6. The method of claim 5,
Further comprising the step of extracting the pose between the step (b) and the step (c), using a visual odometry or simultaneous localization and mapping (SLAM: Simultaneous localization and mapping) technique A method for generating a 3D scene graph, characterized in that relative poses between surrounding image frames are extracted.

7. The method of claim 6,
The method for generating a 3D scene graph, characterized in that the extracted relative poses are used to extract the physical properties of the recognized object in the keyframe group.

According to claim 1,
Step (e) is,
extracting an object region corresponding to a keyframe included in the extracted keyframe group;
identifying a valid object area by removing a duplicate object area from among the extracted object areas;
identifying a valid object by removing a predefined unrelated object from among the recognized objects in the identified object area; and
filtering object relationships between the identified objects;
A method of generating a 3D scene graph comprising a.

According to claim 1,
The step (f) is,
generating a local 3D scene graph by extracting partial object properties and relationships between object pairs from the input image frame to form a 2D version of the scene graph, and then converting the 2D properties into 3D properties; and
updating the global 3D scene graph by merging the local 3D scene graph into the current global 3D scene graph.
A method of generating a 3D scene graph comprising a.

10. The method of claim 9,
Updating the global 3D scene graph comprises:
detecting the same node based on label similarity, position similarity, and color similarity between the original node of the global 3D scene graph and the candidate node of a newly input image frame; How to create a 3D scene graph.

10. The method of claim 9,
The global 3D scene graph includes a node for expressing a recognized object and an edge for expressing a relationship between a pair of objects.

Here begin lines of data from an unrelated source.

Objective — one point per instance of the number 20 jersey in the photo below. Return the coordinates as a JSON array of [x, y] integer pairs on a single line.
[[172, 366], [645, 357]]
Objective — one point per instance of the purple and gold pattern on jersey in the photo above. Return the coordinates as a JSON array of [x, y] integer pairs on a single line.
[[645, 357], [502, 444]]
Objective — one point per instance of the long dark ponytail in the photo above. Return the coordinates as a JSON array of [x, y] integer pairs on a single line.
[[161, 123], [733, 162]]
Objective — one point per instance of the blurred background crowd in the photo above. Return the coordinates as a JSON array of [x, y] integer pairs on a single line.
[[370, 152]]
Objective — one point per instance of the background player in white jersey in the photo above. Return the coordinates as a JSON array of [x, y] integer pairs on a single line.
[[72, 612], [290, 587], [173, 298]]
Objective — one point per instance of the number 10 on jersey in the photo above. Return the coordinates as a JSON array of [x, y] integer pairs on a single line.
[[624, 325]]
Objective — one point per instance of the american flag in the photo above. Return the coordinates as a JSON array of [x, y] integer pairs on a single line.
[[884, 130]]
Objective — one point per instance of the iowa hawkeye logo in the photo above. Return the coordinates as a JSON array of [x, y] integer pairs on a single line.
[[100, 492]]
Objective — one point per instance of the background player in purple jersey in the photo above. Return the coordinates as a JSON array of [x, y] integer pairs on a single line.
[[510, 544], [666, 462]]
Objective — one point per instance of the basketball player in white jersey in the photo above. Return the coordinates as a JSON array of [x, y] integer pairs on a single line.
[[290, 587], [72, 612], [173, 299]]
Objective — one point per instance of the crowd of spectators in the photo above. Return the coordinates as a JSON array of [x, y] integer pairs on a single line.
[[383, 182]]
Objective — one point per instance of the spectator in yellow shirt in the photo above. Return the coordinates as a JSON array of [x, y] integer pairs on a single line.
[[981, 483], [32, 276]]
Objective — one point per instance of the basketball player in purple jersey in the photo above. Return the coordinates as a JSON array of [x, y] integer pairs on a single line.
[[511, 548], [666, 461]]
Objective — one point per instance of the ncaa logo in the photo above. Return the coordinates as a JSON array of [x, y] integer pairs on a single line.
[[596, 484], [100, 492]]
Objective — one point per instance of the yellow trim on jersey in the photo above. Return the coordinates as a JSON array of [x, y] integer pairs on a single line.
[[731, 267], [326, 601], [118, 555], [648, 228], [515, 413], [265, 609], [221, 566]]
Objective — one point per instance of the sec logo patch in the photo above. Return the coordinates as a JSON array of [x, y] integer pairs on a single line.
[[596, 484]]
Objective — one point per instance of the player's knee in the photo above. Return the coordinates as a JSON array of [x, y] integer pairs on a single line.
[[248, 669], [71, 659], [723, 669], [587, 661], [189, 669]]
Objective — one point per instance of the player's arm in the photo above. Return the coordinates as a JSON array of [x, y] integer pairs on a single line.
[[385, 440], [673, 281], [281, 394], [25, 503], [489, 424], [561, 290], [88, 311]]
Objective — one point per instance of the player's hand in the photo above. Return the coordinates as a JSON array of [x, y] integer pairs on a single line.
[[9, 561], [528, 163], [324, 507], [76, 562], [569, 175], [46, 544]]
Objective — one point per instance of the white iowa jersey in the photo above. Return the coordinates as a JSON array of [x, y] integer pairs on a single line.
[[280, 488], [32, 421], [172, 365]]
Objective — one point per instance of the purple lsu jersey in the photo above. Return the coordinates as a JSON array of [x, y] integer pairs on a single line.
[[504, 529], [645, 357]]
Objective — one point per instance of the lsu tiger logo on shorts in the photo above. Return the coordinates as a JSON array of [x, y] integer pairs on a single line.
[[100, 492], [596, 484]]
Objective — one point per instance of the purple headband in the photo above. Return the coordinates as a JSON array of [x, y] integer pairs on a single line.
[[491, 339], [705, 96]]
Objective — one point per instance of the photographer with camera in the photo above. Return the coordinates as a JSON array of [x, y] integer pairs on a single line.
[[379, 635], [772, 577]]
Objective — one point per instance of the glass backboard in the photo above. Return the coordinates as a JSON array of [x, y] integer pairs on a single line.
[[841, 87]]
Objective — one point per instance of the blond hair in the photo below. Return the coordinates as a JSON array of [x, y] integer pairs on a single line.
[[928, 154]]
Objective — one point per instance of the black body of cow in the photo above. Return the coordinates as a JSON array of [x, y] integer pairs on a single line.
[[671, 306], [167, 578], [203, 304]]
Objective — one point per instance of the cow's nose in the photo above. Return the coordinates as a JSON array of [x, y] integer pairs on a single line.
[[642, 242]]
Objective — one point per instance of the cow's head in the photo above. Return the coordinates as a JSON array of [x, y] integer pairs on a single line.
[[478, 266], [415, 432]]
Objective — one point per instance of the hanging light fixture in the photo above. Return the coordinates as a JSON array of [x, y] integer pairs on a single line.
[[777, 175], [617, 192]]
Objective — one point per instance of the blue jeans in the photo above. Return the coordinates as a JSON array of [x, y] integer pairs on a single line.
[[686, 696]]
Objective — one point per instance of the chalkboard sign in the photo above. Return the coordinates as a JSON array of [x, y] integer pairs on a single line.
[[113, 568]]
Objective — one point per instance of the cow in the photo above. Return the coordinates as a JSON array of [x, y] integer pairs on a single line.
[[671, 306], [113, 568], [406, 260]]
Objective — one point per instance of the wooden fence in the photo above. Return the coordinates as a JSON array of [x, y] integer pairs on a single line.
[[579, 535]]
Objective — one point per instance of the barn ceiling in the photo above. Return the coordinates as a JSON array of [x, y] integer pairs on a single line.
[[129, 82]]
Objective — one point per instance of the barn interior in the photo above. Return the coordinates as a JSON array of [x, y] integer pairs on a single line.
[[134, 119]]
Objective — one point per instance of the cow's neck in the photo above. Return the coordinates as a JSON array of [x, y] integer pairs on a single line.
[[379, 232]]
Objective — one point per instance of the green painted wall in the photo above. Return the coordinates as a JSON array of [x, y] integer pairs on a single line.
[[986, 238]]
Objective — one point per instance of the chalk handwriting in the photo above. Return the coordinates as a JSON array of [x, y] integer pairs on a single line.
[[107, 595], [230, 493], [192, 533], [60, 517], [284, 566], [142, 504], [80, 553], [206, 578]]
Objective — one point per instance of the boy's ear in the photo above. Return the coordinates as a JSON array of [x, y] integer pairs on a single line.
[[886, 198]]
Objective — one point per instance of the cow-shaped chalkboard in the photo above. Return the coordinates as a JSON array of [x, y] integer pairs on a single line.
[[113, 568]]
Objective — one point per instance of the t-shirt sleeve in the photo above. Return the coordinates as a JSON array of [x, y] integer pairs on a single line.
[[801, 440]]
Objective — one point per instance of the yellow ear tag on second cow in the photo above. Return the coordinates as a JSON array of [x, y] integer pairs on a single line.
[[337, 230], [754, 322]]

12. The method of claim 11,
The node is
an identification number, which is a number uniquely assigned to a recognized object in the corresponding environment; and
A semantic label to indicate the category of an object
including,
The edge is
behavioral relationships in which one object exhibits behavior toward another;
Spatial relationships showing spatial relationships such as distance and relative position;
descriptive relationships that show the state of one object in relation to another;
a prepositional relationship showing a semantic relationship between two objects expressed as a preposition; and
A comparison relationship that shows the relative properties of one object compared to another.
3D scene graph generating method comprising at least one of.

13. The method of claim 12,
The method for generating a 3D scene graph, characterized in that the master-slave relationship between pairs of objects is displayed in the direction of an arrow in the global 3D scene graph.

13. The method of claim 12,
The node is a three-dimensional scene graph generating method further comprising a physical property and a visual property of the object.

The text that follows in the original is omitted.